No teu caso pode dizer-se então que a crise também teve um lado bom? Há sempre algo a tirar de uma situação menos boa?

Sem dúvida. Se não fosse esse despedimento, se não fosse o fracasso do investimento que fiz numa pequena produtora que fundei a seguir, não teria estado em casa, não teria tido tempo para me dedicar por inteiro à minha verdadeira vocação, a música. Ainda que não me pagasse as contas, pude criar, experimentar, errar, corrigir e aprimorar um disco com tempo pela primeira vez na minha vida. Além dos benefícios emocionais que isso me trouxe, como disse anteriormente, acabou por se traduzir numa obra, num produto acabado. Não foi tempo perdido. Fiz um disco, consegui a atenção de alguns blogs internacionais importantes, consegui a atenção de algumas editoras lá de fora, consegui um contrato discográfico na Alemanha, consegui que o meu disco esteja à venda no mundo inteiro, que tenha de usar o tradutor do Google para traduzir dezenas de criticas em línguas que não percebo, que as minhas músicas passem em vários países, que as ouça numa das maiores rádios espanholas, que ouça o meu nome numa das rádios da BBC, enfim, quase um sonho tornado realidade. Temos de aproveitar todas as oportunidades que a vida nos dá, mesmo quando parecem não existir. Teria sido tão fácil cair no erro de me refugiar debaixo dos lençóis à espera que os problemas passassem… Foi uma sorte ter este vício incontrolável, este apoio constante, esta necessidade que nem a depressão adormece, de fazer música.
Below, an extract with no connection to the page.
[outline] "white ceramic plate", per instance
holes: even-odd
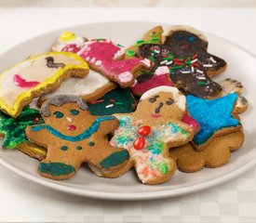
[[[141,39],[154,25],[156,24],[122,21],[86,24],[65,30],[88,38],[111,37],[122,45],[129,46]],[[5,52],[0,56],[0,71],[30,55],[48,51],[54,41],[65,30],[37,36]],[[110,200],[146,200],[177,196],[212,187],[248,171],[256,163],[256,125],[253,125],[253,109],[256,106],[256,58],[224,39],[209,33],[206,35],[209,42],[209,51],[223,58],[228,63],[225,73],[219,75],[215,80],[232,77],[242,81],[246,89],[244,95],[250,104],[249,111],[241,115],[246,141],[239,151],[232,154],[232,159],[226,165],[215,169],[205,168],[194,174],[177,171],[167,183],[145,186],[139,182],[133,171],[119,178],[107,179],[96,177],[86,166],[69,180],[49,180],[37,175],[36,160],[18,151],[0,150],[0,163],[16,174],[49,188],[80,196]]]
E neste cenário de crise existem demasiados lobos em pele de cordeiro?

A crise só os expõe com maior facilidade, na realidade. Só os torna mais evidentes. Ajuda a separar o trigo do joio. Mas também acontece o contrário. A bondade das pessoas, as demonstrações de amor, manifestam-se de forma muito mais clara quando estamos tristes. A tristeza rouba-nos o filtro. Damos muito mais valor ao que temos, às pessoas que temos e que nos fazem bem.
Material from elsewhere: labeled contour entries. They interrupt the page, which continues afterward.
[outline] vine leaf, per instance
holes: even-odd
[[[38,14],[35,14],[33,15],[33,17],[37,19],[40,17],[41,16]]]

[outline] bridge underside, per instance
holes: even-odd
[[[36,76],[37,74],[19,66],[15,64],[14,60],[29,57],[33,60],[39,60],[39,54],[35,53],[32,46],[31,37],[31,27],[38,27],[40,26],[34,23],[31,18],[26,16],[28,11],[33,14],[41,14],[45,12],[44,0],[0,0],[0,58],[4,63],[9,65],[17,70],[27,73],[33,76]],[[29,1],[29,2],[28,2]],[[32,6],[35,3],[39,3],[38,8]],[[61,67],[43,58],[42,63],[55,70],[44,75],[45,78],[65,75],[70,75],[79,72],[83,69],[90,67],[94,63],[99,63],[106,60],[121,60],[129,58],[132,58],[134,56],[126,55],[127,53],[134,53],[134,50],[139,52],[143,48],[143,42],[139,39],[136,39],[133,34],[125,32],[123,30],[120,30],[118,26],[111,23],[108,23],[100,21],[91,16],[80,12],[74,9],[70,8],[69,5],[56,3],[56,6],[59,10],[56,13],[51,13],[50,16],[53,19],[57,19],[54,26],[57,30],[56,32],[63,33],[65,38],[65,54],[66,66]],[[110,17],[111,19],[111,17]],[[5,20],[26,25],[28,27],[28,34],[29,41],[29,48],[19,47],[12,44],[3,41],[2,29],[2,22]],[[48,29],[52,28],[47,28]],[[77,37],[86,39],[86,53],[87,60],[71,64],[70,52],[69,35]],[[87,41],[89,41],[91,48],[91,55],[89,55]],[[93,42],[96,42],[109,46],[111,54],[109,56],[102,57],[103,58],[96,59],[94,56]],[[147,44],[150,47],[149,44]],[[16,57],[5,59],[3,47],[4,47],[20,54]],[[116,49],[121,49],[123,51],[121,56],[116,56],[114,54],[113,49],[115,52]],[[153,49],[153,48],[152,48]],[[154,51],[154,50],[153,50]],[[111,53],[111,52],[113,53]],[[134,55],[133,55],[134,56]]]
O álbum termina ironicamente com a faixa “Introduction”. “Heart Beats Slow” é uma introdução para o que ainda pode vir a ser Mira, un Lobo! ?

Não sei o que será do “Lobo”, mas sei o que os temas me dizem e o que espelham. O disco é um diário sonoro. Conta esse momento na minha vida. Retrata esse período complicado que começa difícil, que se vai alimentando de esperança, que se resolve e que abre a porta a um futuro que se avizinhava (e veio a confirmar-se) melhor. Daí acabar com uma introdução. Uma porta aberta para o que de melhor está por vir. Não necessariamente na música, mas na minha vida por inteiro.

Como é que está a tua agenda de concertos?

Na minha cabeça, durante muito tempo, até mesmo quando já estava a promover o disco, a ideia era que Mira, un Lobo! seria só um projecto de estúdio. Não tinha vontade, nem sentia a necessidade de o transportar para concerto. Mas as coisas mudam. O facto de estar a passar com alguma frequência na Radio 3 em Espanha, mais concretamente num programa incrível de culto chamado Siglo 21, fez com que começasse a ter alguma atenção por parte dos ouvintes espanhóis e de alguns promotores de espectáculos. Um pouco por impulso, e antes de ter feito um único ensaio de banda, aceitei o convite para tocar num festival de música em Bilbao em Novembro. Ao abrir esta porta já não há como a fechar. Os ensaios começam no inicio de Julho e estarei na estrada seguramente depois do Verão. Onde? Logo se vê.